It is very important to minimise this graffiti, as it does impact on Canberra suburbs. However, it is clear that the Labor-Greens government has failed to address and minimise suburban graffiti vandalism on residential fences facing onto territory land all across Canberra. You only have to drive along Hindmarsh Drive in my area to see the impact that this graffiti vandalism has on the look and feel of an area.

The Labor Party have now been in power for nearly 15 years and it has become clear that in this time they do not care about solving this problem. The then minister kept assuring Canberrans that they took unwanted graffiti seriously. However, it just is not true. For too long now in Canberra the government have been ignoring suburban graffiti vandalism and have instead tried to twist and change the focus into urban art and graffiti artists. I would not be surprised if the minister stands up today to say that I just do not understand graffiti art and attempt to hijack the motion and turn it into a discussion about graffiti art. I need to help the minister understand that I have a great respect for talented artists who use their skills in legal spaces to beautify our city. However, no-one thinks that the suburban graffiti vandalism along Hindmarsh Drive and other major roads falls into the category of legal street art. It is vandalism, pure and simple.

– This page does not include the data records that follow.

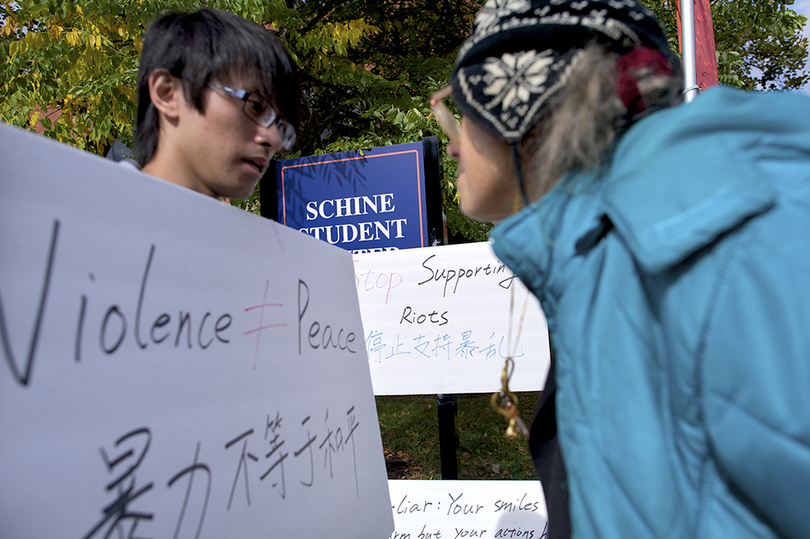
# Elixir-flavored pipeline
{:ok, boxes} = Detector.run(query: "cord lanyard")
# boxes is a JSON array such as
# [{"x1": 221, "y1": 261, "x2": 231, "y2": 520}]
[{"x1": 489, "y1": 282, "x2": 529, "y2": 440}]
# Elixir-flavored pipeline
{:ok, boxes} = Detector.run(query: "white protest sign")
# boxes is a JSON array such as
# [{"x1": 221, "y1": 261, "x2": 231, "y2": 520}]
[
  {"x1": 0, "y1": 125, "x2": 393, "y2": 539},
  {"x1": 388, "y1": 480, "x2": 548, "y2": 539},
  {"x1": 353, "y1": 243, "x2": 549, "y2": 395}
]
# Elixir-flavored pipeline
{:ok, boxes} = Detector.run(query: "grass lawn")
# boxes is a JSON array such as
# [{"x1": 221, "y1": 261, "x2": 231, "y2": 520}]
[{"x1": 377, "y1": 393, "x2": 538, "y2": 479}]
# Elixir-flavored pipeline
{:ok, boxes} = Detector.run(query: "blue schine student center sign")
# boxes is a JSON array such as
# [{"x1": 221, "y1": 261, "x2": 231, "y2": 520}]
[{"x1": 262, "y1": 137, "x2": 443, "y2": 252}]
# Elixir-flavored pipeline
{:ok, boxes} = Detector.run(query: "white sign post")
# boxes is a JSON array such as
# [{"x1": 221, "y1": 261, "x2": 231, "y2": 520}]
[{"x1": 0, "y1": 125, "x2": 393, "y2": 539}]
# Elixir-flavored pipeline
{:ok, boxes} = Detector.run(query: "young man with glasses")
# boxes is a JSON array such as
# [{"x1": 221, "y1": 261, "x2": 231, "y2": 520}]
[{"x1": 134, "y1": 9, "x2": 301, "y2": 198}]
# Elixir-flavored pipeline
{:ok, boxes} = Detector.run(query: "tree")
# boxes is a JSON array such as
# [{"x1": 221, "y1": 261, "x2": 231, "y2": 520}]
[
  {"x1": 641, "y1": 0, "x2": 810, "y2": 90},
  {"x1": 0, "y1": 0, "x2": 808, "y2": 240}
]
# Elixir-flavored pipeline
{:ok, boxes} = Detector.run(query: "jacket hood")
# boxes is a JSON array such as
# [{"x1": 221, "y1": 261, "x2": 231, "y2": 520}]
[{"x1": 492, "y1": 87, "x2": 810, "y2": 284}]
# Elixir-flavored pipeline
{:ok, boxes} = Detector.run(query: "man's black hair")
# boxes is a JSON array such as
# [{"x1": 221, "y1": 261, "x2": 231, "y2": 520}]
[{"x1": 134, "y1": 9, "x2": 301, "y2": 166}]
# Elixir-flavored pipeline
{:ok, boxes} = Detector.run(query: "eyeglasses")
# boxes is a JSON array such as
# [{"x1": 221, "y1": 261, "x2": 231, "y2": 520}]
[
  {"x1": 430, "y1": 86, "x2": 461, "y2": 141},
  {"x1": 208, "y1": 82, "x2": 297, "y2": 150}
]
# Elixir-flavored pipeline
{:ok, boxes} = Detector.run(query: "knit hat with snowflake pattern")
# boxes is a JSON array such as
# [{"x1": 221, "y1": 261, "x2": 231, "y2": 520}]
[{"x1": 451, "y1": 0, "x2": 680, "y2": 143}]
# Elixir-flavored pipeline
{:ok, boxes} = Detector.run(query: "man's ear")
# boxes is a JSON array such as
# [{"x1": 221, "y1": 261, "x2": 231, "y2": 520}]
[{"x1": 149, "y1": 69, "x2": 185, "y2": 120}]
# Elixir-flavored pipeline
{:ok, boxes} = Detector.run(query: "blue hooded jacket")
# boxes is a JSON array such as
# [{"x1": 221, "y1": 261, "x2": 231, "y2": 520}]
[{"x1": 491, "y1": 87, "x2": 810, "y2": 539}]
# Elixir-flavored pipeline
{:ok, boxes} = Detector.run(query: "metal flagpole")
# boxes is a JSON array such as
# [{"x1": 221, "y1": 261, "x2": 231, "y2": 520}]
[{"x1": 681, "y1": 0, "x2": 700, "y2": 103}]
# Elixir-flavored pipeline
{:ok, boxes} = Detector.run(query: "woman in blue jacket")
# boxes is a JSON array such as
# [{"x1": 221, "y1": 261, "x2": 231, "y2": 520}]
[{"x1": 432, "y1": 0, "x2": 810, "y2": 539}]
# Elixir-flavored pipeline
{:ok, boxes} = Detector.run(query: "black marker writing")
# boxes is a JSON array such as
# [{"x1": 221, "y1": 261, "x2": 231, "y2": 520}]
[{"x1": 0, "y1": 220, "x2": 59, "y2": 386}]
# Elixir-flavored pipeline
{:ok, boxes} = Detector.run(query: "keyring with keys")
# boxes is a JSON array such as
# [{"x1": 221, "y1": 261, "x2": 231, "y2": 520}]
[{"x1": 489, "y1": 357, "x2": 529, "y2": 439}]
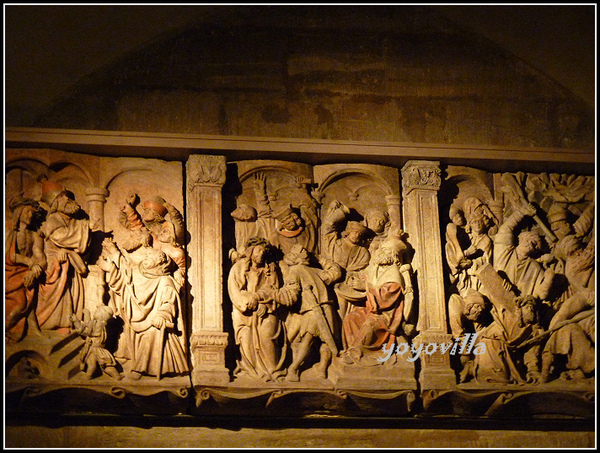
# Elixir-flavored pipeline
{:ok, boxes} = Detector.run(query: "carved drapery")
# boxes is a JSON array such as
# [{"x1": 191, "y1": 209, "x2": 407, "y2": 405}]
[{"x1": 186, "y1": 155, "x2": 229, "y2": 384}]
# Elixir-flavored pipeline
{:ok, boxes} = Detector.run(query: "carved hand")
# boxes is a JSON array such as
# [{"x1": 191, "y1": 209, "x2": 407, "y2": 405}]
[
  {"x1": 519, "y1": 203, "x2": 537, "y2": 216},
  {"x1": 152, "y1": 316, "x2": 167, "y2": 330},
  {"x1": 254, "y1": 173, "x2": 267, "y2": 191},
  {"x1": 56, "y1": 250, "x2": 69, "y2": 263}
]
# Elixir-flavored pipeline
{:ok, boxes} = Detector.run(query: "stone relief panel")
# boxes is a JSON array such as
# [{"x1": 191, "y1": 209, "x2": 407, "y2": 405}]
[
  {"x1": 441, "y1": 167, "x2": 595, "y2": 391},
  {"x1": 5, "y1": 150, "x2": 190, "y2": 414},
  {"x1": 5, "y1": 149, "x2": 595, "y2": 417}
]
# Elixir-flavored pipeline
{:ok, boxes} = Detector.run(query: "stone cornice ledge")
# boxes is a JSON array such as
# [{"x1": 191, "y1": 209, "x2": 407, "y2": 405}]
[{"x1": 5, "y1": 128, "x2": 596, "y2": 175}]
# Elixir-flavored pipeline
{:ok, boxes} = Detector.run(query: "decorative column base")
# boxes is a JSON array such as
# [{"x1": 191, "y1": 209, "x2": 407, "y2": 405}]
[
  {"x1": 413, "y1": 332, "x2": 456, "y2": 391},
  {"x1": 191, "y1": 332, "x2": 230, "y2": 386}
]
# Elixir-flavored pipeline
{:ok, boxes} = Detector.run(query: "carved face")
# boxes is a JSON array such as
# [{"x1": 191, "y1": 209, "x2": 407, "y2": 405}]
[
  {"x1": 279, "y1": 212, "x2": 302, "y2": 230},
  {"x1": 550, "y1": 220, "x2": 571, "y2": 239},
  {"x1": 366, "y1": 211, "x2": 388, "y2": 233},
  {"x1": 346, "y1": 230, "x2": 362, "y2": 244},
  {"x1": 465, "y1": 304, "x2": 483, "y2": 321},
  {"x1": 250, "y1": 244, "x2": 266, "y2": 265},
  {"x1": 19, "y1": 205, "x2": 35, "y2": 225},
  {"x1": 141, "y1": 207, "x2": 163, "y2": 223},
  {"x1": 520, "y1": 304, "x2": 536, "y2": 325},
  {"x1": 469, "y1": 217, "x2": 487, "y2": 234},
  {"x1": 54, "y1": 193, "x2": 81, "y2": 215},
  {"x1": 517, "y1": 233, "x2": 542, "y2": 256},
  {"x1": 567, "y1": 247, "x2": 595, "y2": 273}
]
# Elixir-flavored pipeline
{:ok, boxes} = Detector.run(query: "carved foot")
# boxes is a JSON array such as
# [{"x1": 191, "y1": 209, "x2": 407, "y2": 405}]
[
  {"x1": 127, "y1": 371, "x2": 142, "y2": 381},
  {"x1": 285, "y1": 368, "x2": 300, "y2": 382}
]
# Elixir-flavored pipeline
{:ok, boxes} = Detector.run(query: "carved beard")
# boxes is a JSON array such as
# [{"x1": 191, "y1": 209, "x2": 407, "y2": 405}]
[
  {"x1": 62, "y1": 201, "x2": 81, "y2": 216},
  {"x1": 374, "y1": 248, "x2": 399, "y2": 266}
]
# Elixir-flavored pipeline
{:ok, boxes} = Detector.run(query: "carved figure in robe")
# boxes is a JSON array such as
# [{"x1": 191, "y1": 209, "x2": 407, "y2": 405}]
[
  {"x1": 119, "y1": 194, "x2": 187, "y2": 287},
  {"x1": 448, "y1": 288, "x2": 489, "y2": 382},
  {"x1": 71, "y1": 304, "x2": 123, "y2": 380},
  {"x1": 464, "y1": 197, "x2": 494, "y2": 291},
  {"x1": 342, "y1": 231, "x2": 413, "y2": 365},
  {"x1": 227, "y1": 238, "x2": 298, "y2": 381},
  {"x1": 542, "y1": 231, "x2": 596, "y2": 381},
  {"x1": 36, "y1": 180, "x2": 91, "y2": 335},
  {"x1": 254, "y1": 173, "x2": 318, "y2": 255},
  {"x1": 98, "y1": 230, "x2": 189, "y2": 380},
  {"x1": 494, "y1": 203, "x2": 554, "y2": 301},
  {"x1": 472, "y1": 295, "x2": 544, "y2": 384},
  {"x1": 321, "y1": 200, "x2": 371, "y2": 320},
  {"x1": 280, "y1": 244, "x2": 342, "y2": 381},
  {"x1": 4, "y1": 197, "x2": 46, "y2": 341},
  {"x1": 365, "y1": 208, "x2": 391, "y2": 255}
]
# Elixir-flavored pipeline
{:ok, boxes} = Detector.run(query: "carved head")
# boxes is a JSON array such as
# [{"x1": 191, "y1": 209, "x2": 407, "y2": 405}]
[
  {"x1": 517, "y1": 230, "x2": 542, "y2": 257},
  {"x1": 245, "y1": 237, "x2": 271, "y2": 265},
  {"x1": 9, "y1": 197, "x2": 42, "y2": 228},
  {"x1": 121, "y1": 229, "x2": 152, "y2": 252},
  {"x1": 448, "y1": 205, "x2": 466, "y2": 226},
  {"x1": 365, "y1": 209, "x2": 390, "y2": 234},
  {"x1": 463, "y1": 288, "x2": 485, "y2": 321},
  {"x1": 273, "y1": 205, "x2": 303, "y2": 231},
  {"x1": 142, "y1": 196, "x2": 167, "y2": 222}
]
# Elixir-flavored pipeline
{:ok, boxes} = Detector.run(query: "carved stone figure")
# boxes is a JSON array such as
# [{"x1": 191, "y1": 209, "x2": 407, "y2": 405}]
[
  {"x1": 445, "y1": 204, "x2": 472, "y2": 292},
  {"x1": 542, "y1": 231, "x2": 596, "y2": 381},
  {"x1": 472, "y1": 295, "x2": 543, "y2": 384},
  {"x1": 365, "y1": 208, "x2": 391, "y2": 255},
  {"x1": 227, "y1": 238, "x2": 295, "y2": 381},
  {"x1": 4, "y1": 197, "x2": 46, "y2": 341},
  {"x1": 494, "y1": 204, "x2": 554, "y2": 301},
  {"x1": 119, "y1": 194, "x2": 187, "y2": 287},
  {"x1": 71, "y1": 305, "x2": 123, "y2": 380},
  {"x1": 254, "y1": 173, "x2": 318, "y2": 255},
  {"x1": 280, "y1": 244, "x2": 342, "y2": 381},
  {"x1": 464, "y1": 197, "x2": 494, "y2": 290},
  {"x1": 342, "y1": 231, "x2": 413, "y2": 364},
  {"x1": 448, "y1": 288, "x2": 487, "y2": 382},
  {"x1": 321, "y1": 201, "x2": 371, "y2": 322},
  {"x1": 36, "y1": 180, "x2": 91, "y2": 335},
  {"x1": 98, "y1": 229, "x2": 189, "y2": 380}
]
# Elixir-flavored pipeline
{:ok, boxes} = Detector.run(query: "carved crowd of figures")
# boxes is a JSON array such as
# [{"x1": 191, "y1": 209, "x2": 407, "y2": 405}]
[
  {"x1": 5, "y1": 164, "x2": 595, "y2": 384},
  {"x1": 227, "y1": 173, "x2": 413, "y2": 382},
  {"x1": 5, "y1": 178, "x2": 189, "y2": 380},
  {"x1": 445, "y1": 174, "x2": 595, "y2": 384}
]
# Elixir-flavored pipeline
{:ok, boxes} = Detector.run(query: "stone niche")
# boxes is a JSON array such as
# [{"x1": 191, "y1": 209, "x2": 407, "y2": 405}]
[{"x1": 5, "y1": 138, "x2": 595, "y2": 421}]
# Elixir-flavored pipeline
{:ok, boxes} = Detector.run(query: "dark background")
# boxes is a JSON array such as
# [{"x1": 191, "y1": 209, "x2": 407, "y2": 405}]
[{"x1": 4, "y1": 4, "x2": 596, "y2": 127}]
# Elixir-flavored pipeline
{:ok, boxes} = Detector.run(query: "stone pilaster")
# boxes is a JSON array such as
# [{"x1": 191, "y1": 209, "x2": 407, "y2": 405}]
[
  {"x1": 85, "y1": 187, "x2": 108, "y2": 313},
  {"x1": 186, "y1": 155, "x2": 229, "y2": 385},
  {"x1": 402, "y1": 160, "x2": 456, "y2": 390}
]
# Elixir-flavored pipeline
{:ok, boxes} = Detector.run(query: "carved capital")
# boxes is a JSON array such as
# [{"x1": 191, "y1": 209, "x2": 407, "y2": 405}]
[
  {"x1": 85, "y1": 187, "x2": 108, "y2": 203},
  {"x1": 187, "y1": 154, "x2": 227, "y2": 189},
  {"x1": 402, "y1": 160, "x2": 442, "y2": 196},
  {"x1": 190, "y1": 332, "x2": 229, "y2": 350}
]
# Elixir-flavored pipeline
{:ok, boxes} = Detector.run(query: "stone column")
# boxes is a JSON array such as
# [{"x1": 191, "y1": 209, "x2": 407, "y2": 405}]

Great inner city art spaces are being focused on at the expense of our suburbs, and residents know. They see it, and they are unhappy, and they report it to me when I do my regular shopping centre visits. While many suburbs inside and outside my electorate fall victim to vandals with a spray can, the Chief Minister is announcing $250,000 in additional funding, most of which will go towards coordinating new sites for legal graffiti and street art, not to solving the crime of vandalism.

The then Minister for Territory and Municipal Services in a media release on 27 May 2015, in the out-of-touch approach that the Labor Party and the Greens have towards this suburban graffiti vandalism, said that graffiti management forms part of the ACT budget and that the focus of such graffiti management was on street art and legal graffiti sites rather than addressing vandalism all across our suburbs.

In this media release it is stated that legal street art sites are a valuable alternative approach as they provide artists with an opportunity to develop their skills and to reduce unwanted graffiti. The trouble is that it does not reduce the graffiti on Hindmarsh Drive. It does not reduce the graffiti in Tuggeranong. It does not reduce the graffiti in Belconnen. They are totally separate people who are vandalising versus those who are skilled and engaging in art.

But the link is flawed and simplistic. If providing these artists with the opportunity to graffiti legally reduced unwanted graffiti elsewhere, then we would have seen a decrease as the arts spaces were increased. But we have not. So I do not think it is responsible for the government to link the two as if one is directly impacting on the other.